The Northern Star: five things you didn’t know
For fifteen years, the Northern Star was at the heart of the Chartist cause, as a forum for radical ideas, organisational enabler and noticeboard for the movement. So it’s not surprising that there are some fascinating stories about it.
You can download a detailed exploration of how the paper was published – investigating who wrote it, how the pages were typeset, why it needed a steam engine to turn the printing press, and where the money to run it came from in the PDF document download here titled How the Northern Star was published (and don’t forget the appendixes below). 👉
Also on Chartist Ancestors you can read about
* The Northern Star in numbers – a statistical guide to the paper’s reporting by subject and person
* The Northern Star: the paper that made Chartism – a brief history of Chartism’s most important institution
* William Hill – a biography of the paper’s first editor
* Joshua Hobson – a biography of the paper’s printer and publisher
But if you just want the highlights, here are five fantastic facts about the Northern Star that emerge from the longer investigation.
1. There would have been no Northern Star without steam power.
Feargus O’Connor acquired a modern printing press in London and had it shipped to publisher Joshua Hobson in Leeds before the paper launched in November 1837. But at first, the hand-cranked press was only able to print a few thousand copies a week, limiting the paper’s circulation and influence. As demand rose in early 1838, Hobson bought a stand-alone steam engine to power it. Working the mechanisms of the press far faster than was possible by hand, this enabled Hobson to print and sell 50,000 copies of the paper a week. Without it, the Northern Star could not have become the national paper it aspired to be, and Chartism itself would have struggled to cohere as a national political movement.
2. It took eight compositors working 60 hours a week to set and make up the pages.
The eight pages of the Northern Star ran to around 80,000 words every week, and every single one of those had to be typeset by hand, letter by letter, upside down and back to front, by a skilled compositor. Working at speed, and taking account of the need to decipher hand-written copy, supervise apprentices, and make changes for three editions of the paper every week, it would have taken up to eight men working ten hours a day, six days a week to complete the task. Compositors would have made up the biggest group of workers on the paper.
3. One apprentice printer went on to become a well-off newspaper owner.
Benjamin Brown turned fourteen in 1838, so probably began his apprenticeship with Joshua Hobson soon after the Northern Star was launched. He and other teenage members of the Star’s workforce lived in with the publisher, and can be found at Hobson’s address in the 1841 census. Later, when Hobson sold his business, he transferred his stock in trade and print to Brown, and the two men remained close. Many years later, when Brown had launched his own successful Huddersfield Weekly Examiner, he employed Hobson as editor. Brown did well out of the news business: when he died in 1903, he left his children a thriving newspaper, his print business and an estate valued at more than £10,000 (worth more than £1 million today).
4. The paper nearly failed to appear when someone dropped the metal forme.
Compositors placed the lines of type they set into a metal frame called a forme in which each page was made up before printing. In September 1847, the paper had to publish a prominent apology for the long-overdue arrival of the paper’s second edition: ‘An accident, against which no care nor foresight could have guarded, occurred at the moment of our going to Press, by which two of the pages of type were demolished, and, in consequence, the Papers which should have been posted on Friday afternoon were delayed by some hours, and posted by Saturday’s day Mail.’ It is only possible to imagine the horrified silence that ensued in the print shop when the pages met with their accident – and the long overnight shift that must have ensued for compositors and press men alike.
5. Adverts for quack cures made the Northern Star profitable.

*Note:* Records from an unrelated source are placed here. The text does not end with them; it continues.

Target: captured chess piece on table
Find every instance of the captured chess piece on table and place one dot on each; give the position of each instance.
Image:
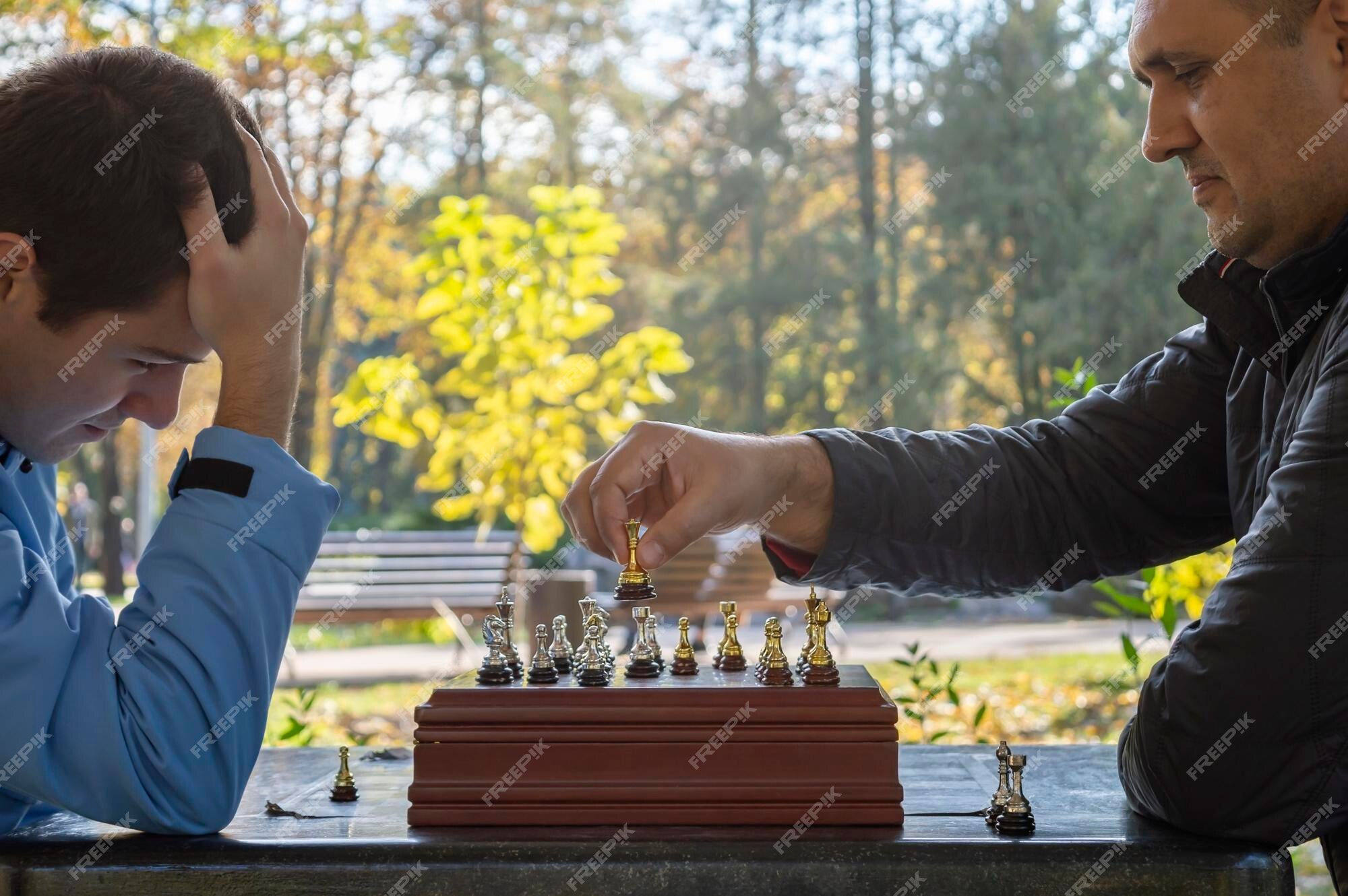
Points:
(344, 788)
(1017, 819)
(495, 669)
(543, 670)
(820, 668)
(634, 584)
(685, 662)
(641, 662)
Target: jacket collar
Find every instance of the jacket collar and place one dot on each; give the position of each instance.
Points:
(1272, 313)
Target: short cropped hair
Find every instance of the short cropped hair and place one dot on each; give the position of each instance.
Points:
(96, 161)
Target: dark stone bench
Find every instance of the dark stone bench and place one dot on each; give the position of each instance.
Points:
(1083, 823)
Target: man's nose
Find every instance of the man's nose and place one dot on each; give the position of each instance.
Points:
(1169, 130)
(154, 397)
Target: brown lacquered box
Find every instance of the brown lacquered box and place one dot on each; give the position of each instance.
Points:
(718, 748)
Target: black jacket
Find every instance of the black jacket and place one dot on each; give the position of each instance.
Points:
(1237, 429)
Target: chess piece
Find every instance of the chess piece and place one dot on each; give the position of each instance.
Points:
(733, 655)
(1004, 793)
(594, 672)
(634, 584)
(641, 662)
(727, 608)
(1017, 819)
(812, 606)
(820, 668)
(777, 666)
(685, 664)
(506, 610)
(652, 639)
(543, 670)
(495, 669)
(561, 650)
(344, 788)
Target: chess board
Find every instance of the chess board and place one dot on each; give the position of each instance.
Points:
(714, 748)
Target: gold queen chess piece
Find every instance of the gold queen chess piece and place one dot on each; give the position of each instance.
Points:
(685, 662)
(634, 584)
(344, 788)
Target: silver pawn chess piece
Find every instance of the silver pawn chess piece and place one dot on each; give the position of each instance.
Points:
(1004, 793)
(543, 670)
(561, 650)
(495, 669)
(594, 672)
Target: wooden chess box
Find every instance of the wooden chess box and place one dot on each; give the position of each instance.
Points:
(714, 748)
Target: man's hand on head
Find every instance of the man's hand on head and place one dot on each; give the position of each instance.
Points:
(685, 483)
(246, 300)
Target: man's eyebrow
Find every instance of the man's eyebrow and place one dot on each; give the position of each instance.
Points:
(168, 356)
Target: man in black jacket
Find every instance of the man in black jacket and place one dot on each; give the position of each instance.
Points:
(1237, 429)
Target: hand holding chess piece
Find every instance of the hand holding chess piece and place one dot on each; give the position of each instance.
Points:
(344, 788)
(1017, 819)
(641, 662)
(777, 668)
(543, 670)
(495, 669)
(820, 668)
(685, 662)
(634, 584)
(733, 655)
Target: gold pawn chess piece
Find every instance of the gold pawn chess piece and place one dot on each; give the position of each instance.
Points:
(344, 788)
(543, 670)
(733, 655)
(812, 606)
(727, 608)
(820, 668)
(777, 666)
(634, 584)
(1017, 819)
(1004, 793)
(685, 664)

For the first eighteen months of publication, adverts filled most of the paper’s first two pages. The products on offer included radical publications, shoe blacking, ink, clothing, tea and coffee – and lots of patent medicines. Offering herbal pills to cure anything and everything from scurvy to scrofula and even cancer, these highly dubious medicines, often endorsed by reputable medical men, made up the bulk of the Northern Star’s advertising income. On the same front page, Mr Eskell would offer to fit you a complete new set of spring-loaded, incorrodible false teeth, while Dr Henry sold French Meroine Pills that would cure all manner of ‘venereal and syphilitic diseases’, and Dr Bird touted his ability to re-set broken bones – a final footnote to his advert adding, ‘horses and dogs cured’.